Con Juan se ha ido lo mejor de mi generación. Antes quisiera distinguir, con la mayor precisión posible, los términos con que debemos referirnos a Juan Zegarra Russo. Lo puedo hacer yo –y más aún lo debo hacer– porque cuento con la ventaja de haber compartido con él setenta años de amistad, trabajo y empeños para abrir nuevos horizontes en el Perú. Lo hicimos en el periodismo, en la economía y en la conducta social. Compartimos también eso que, con cierta sorna, llamábamos “el amargo pan del destierro”.
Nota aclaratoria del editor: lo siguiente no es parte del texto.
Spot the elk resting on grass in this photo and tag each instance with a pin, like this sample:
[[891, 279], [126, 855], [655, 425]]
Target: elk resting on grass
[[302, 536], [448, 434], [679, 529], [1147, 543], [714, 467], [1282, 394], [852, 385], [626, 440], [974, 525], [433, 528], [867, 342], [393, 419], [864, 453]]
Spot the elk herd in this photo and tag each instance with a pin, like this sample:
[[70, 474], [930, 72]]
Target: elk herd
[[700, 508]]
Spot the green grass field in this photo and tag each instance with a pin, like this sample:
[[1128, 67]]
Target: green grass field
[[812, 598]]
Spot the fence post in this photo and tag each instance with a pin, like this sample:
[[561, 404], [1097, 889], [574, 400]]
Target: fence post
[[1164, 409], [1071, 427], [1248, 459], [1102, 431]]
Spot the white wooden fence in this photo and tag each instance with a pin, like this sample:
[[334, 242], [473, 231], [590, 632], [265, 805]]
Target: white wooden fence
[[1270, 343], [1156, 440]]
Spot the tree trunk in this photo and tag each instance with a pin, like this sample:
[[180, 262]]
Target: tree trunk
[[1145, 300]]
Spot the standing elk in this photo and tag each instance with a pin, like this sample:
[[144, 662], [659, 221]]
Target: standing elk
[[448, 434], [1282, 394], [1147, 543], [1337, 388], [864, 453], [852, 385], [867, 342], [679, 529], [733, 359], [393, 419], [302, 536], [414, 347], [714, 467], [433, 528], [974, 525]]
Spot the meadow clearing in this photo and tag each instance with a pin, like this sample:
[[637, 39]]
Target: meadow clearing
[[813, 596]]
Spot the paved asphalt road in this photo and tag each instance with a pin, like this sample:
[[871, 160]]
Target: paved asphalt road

Compartimos también la aventura de escondernos en una casa anónima cuando la policía nos perseguía por el delito de pensar distinto. Y, cuando nos entregamos, compartimos también el calabozo lleno de pulgas de la Policía de Investigaciones del Perú (PIP) de Pueblo Libre. Oficiales del Ejército Peruano nos metieron en un avión que nos llevó, indocumentados, a Buenos Aires.
Las jornadas de esta aventura fueron largas y sin horizonte. Duraron lo que duró la dictadura militar 1968-1980. Finalmente –como ocurre cuando se disputan no dólares sino valores–, salimos victoriosos y, más que nosotros, el pueblo peruano.
Hoy Juan debe estar sonriendo al ver cómo los inventores de esa farsa de la libertad de prensa –a espaldas del lector– que los coroneles querían imponer al Perú son los que están ahora sometidos a la vigilancia de los medios que querían doblegar. Medios que, como consta a los peruanos, descubren casi a diario lo que querían y aún quieren seguir ocultando. Recordamos que la primera declaración del actual presidente fue que su modelo de libertad de prensa era el adoptado por Juan Velasco. Es bueno que lo esté olvidando.
Con Juan nos conocimos al ingresar a la Facultad de Letras de la Universidad Nacional Mayor de San Marcos; optamos luego por la doctoral de Literatura y finalmente recalamos en la Facultad de Derecho. Fuimos capturados para llevar a cabo una nueva revolución sin cadáveres: la del periodismo objetivo que planteó Pedro Beltrán del diario “La Prensa”. Juan asumió, por méritos propios, la jefatura del departamento editorial, desde el cual desarrolló su docencia en cuanto a la economía de mercado, a las finanzas públicas, a la necesidad de la inversión extranjera directa, a la condena de la inflación y del control de precios; en general, a la política que siguen hoy los países más prósperos del mundo. Con Juan se ha ido quien en el Perú contribuyó más a esa sensatez.
Juan era un portento de memoria y sindéresis. Alguna vez en mi casa recitó de memoria, no unas cuantas estrofas sino toda “La vida es sueño”, de Pedro Calderón de la Barca. Redondeando el folleto póstumo que escribió Beltrán poco antes de morir, hacía cálculos sorprendentes. Aunque ahora hay once veces y medio más dinero que en 1968 –decía–, no vivimos once veces y medio mejor que entonces, ni siquiera ocho veces mejor, ni cuatro veces, ni dos veces, ni una vez y medio. Ni siquiera vivimos igual que antes; vivimos peor que antes de la revolución. Y como respaldo, sacaba el cuadro de los sueldos y salarios reales. ¿Cómo no recordar esos trajines ahora que Juan ha ascendido a mayores y mejores alturas?